Detach emotionally, commit to the process, and persist through the numbers. Publishing takes a long time! You either want to find a publisher in a reasonable amount of time or move on to considering self-publishing or hybrid options.
Keeping in mind a publisher’s point-of-view, give each proposal your best, savviest shot, knowing that you are essentially competing—even at the smallest presses—against hundreds or thousands of others for only a few coveted spots. Use your passion and imagination to catch their attention, pique their interest, impress them, persuade them.
Check in with every publisher you’ve contacted and not heard back from 30 to 45 days after your initial contact. Take advantage of your initial contact(s) with a publisher to show your professionalism, your attention to detail, your work ethic, your understanding of their business and their point of view. All other things being equal, they’ll almost always choose the author who’s more professional and easier to work with.

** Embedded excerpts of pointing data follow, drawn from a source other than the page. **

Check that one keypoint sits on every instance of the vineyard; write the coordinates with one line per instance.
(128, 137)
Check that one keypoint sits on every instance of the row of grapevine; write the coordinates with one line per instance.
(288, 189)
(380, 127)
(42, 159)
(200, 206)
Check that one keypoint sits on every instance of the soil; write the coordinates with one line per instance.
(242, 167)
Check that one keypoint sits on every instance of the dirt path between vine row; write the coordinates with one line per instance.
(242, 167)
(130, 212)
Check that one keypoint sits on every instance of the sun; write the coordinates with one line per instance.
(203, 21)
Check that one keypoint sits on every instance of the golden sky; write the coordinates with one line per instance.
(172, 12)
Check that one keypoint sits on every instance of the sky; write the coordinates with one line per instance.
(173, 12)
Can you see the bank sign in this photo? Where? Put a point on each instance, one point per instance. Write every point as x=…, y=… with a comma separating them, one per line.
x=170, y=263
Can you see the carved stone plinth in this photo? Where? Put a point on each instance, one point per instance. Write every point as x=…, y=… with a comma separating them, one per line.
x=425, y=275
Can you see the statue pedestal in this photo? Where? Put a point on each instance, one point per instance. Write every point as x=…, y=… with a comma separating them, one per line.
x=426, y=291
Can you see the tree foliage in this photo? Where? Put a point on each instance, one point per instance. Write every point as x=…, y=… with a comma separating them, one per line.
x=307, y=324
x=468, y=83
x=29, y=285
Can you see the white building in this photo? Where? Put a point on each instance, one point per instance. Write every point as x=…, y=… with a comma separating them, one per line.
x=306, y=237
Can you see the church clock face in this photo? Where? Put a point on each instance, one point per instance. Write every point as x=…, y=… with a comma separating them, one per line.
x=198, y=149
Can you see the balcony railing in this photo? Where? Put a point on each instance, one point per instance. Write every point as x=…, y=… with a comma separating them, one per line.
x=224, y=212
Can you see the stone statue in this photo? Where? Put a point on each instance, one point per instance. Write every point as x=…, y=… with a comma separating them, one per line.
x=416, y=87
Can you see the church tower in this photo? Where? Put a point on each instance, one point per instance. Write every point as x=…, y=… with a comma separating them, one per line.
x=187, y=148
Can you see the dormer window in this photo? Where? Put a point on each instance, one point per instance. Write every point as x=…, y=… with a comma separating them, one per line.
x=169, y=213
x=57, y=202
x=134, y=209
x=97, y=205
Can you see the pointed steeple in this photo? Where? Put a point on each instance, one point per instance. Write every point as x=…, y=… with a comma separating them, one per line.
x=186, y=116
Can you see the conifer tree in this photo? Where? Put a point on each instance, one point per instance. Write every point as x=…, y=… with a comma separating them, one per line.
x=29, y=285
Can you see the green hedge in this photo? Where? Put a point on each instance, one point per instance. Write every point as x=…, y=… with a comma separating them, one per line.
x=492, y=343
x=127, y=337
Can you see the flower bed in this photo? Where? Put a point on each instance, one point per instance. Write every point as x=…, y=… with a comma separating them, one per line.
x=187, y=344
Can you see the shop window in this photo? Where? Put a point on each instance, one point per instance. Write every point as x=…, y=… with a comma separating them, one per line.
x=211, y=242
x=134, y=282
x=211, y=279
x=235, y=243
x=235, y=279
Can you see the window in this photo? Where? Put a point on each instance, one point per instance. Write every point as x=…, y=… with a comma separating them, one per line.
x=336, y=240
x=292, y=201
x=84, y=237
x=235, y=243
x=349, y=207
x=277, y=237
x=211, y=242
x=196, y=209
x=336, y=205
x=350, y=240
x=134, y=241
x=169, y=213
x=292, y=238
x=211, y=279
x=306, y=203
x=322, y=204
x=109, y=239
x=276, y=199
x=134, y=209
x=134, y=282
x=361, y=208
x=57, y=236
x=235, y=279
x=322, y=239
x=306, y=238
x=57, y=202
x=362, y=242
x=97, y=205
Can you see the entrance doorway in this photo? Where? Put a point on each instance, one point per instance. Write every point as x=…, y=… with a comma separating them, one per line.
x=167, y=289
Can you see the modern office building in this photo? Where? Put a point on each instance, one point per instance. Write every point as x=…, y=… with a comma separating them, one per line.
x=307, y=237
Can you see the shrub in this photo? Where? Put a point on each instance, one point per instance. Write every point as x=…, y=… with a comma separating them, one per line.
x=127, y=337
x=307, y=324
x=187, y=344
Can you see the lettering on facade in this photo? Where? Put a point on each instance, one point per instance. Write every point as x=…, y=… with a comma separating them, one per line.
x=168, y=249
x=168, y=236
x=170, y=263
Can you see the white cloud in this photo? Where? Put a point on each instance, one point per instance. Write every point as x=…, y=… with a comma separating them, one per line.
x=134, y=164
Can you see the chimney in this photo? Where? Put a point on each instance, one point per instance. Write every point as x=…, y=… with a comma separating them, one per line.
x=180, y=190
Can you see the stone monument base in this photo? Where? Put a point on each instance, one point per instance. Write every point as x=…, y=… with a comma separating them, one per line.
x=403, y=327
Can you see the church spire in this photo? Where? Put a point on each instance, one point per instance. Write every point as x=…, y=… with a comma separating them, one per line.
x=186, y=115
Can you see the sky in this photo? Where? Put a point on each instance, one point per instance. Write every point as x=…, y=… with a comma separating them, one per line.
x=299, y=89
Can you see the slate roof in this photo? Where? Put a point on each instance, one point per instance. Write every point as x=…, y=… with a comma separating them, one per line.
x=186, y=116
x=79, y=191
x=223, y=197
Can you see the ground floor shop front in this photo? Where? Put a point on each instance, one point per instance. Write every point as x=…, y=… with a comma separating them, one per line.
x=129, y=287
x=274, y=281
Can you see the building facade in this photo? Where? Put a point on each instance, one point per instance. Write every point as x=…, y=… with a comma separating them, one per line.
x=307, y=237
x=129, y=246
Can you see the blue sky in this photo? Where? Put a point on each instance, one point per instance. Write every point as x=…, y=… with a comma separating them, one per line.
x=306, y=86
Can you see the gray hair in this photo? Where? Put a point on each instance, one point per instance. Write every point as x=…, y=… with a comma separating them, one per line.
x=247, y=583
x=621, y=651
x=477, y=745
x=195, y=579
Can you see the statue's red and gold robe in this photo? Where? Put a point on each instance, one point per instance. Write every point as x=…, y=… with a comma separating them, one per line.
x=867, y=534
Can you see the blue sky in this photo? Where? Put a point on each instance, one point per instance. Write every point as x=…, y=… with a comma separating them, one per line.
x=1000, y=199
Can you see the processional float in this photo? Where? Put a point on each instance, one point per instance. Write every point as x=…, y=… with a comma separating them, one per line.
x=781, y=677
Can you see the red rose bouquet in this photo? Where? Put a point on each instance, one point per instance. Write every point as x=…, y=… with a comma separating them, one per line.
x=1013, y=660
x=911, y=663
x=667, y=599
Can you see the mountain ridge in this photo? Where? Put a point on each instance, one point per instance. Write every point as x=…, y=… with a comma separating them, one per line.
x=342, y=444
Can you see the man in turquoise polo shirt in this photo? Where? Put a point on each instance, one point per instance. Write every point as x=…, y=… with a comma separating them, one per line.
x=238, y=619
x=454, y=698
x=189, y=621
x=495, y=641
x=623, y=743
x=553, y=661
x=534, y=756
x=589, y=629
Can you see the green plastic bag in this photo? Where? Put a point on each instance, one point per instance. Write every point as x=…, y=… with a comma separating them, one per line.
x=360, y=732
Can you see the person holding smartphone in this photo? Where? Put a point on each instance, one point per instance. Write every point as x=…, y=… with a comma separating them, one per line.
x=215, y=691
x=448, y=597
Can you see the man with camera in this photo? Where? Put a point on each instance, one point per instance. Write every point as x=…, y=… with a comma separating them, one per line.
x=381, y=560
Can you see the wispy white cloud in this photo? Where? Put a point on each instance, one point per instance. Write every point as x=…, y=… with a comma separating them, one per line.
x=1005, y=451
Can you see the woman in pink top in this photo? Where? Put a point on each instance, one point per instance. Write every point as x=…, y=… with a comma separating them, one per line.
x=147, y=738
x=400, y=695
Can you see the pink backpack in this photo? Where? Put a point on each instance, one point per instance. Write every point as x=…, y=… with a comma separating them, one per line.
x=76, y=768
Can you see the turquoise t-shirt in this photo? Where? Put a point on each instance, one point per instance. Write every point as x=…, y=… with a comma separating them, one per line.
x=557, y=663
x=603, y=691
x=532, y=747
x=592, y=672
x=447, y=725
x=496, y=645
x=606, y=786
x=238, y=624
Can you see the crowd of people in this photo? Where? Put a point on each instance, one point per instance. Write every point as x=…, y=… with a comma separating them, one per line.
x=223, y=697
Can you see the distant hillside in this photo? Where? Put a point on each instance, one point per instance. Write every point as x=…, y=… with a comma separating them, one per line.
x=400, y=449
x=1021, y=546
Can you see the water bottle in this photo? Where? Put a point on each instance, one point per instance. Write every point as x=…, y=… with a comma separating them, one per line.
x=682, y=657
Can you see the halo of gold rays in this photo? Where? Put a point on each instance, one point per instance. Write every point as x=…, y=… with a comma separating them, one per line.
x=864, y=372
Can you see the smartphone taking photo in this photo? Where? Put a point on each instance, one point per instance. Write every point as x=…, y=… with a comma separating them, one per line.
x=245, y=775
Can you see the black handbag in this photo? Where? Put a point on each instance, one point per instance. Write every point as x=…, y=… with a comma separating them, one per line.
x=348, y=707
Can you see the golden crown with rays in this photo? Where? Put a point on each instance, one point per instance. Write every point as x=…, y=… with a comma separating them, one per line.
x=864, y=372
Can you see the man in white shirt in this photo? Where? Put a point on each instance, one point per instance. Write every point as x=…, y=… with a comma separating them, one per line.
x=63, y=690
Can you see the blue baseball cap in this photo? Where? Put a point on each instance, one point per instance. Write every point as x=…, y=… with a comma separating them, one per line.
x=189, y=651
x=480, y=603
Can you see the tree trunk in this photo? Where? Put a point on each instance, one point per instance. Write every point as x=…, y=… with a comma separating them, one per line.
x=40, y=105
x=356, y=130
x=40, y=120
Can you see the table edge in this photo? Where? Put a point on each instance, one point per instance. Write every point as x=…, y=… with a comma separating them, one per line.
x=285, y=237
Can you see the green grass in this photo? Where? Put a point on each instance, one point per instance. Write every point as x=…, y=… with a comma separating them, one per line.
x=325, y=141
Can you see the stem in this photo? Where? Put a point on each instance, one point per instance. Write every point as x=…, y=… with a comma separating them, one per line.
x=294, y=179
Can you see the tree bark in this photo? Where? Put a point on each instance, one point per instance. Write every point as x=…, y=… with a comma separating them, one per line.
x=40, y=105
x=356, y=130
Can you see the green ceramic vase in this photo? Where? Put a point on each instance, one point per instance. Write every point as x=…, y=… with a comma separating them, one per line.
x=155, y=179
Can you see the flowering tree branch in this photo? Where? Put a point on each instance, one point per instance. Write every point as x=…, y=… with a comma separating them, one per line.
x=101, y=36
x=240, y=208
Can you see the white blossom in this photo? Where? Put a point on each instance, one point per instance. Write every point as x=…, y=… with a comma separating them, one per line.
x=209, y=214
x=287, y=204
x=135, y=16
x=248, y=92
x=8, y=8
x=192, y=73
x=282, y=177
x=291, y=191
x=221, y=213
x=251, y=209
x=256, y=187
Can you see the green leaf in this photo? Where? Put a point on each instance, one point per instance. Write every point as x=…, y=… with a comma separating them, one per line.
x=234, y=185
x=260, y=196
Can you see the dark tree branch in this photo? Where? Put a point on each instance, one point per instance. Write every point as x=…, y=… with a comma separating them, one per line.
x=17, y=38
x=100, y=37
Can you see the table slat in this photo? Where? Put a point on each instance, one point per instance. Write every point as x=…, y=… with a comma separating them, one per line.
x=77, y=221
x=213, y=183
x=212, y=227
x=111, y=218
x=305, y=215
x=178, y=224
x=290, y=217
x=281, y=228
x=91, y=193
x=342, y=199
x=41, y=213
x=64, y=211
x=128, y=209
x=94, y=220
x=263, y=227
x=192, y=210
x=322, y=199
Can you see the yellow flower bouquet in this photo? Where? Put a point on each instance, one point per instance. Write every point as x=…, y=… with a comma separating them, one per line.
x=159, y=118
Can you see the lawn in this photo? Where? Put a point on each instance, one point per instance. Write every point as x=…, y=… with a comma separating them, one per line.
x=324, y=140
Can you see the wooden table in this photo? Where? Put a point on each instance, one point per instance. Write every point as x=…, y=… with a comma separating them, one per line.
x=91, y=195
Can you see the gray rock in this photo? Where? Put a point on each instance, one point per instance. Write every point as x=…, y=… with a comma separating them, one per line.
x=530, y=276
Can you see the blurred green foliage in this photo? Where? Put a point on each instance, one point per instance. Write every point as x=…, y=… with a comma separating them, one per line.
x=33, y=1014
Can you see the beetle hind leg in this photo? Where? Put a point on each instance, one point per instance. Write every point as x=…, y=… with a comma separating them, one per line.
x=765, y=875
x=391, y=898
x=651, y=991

If anyone takes the time to jot you a few notes about your book (with their rejection), see what you can learn from the experience and take steps to use that knowledge to your benefit. Tweak future submissions as necessary. Don’t give up. Periodically review your proposal with fresh eyes and upgrade it as necessary. Keep sending it out. Keep your brain trained on new ways to pitch your book, on new opportunities to get it published, and on ways to improve your book in the meantime. Give this portion of the journey another 6+ months.
With this method, you attempt to secure an agent, starting with your best options and working through a list of 50 to 200. If nothing materializes, you switch your focus to finding a publisher, starting with preferred houses and working through a list of 50 to 200. This is truly working the numbers. If after a year or so, nothing has taken off to your satisfaction, you can start exploring hybrid or self-publishing options knowing that you did your due diligence and gave your book a true shot at traditional publishing. A new journey begins!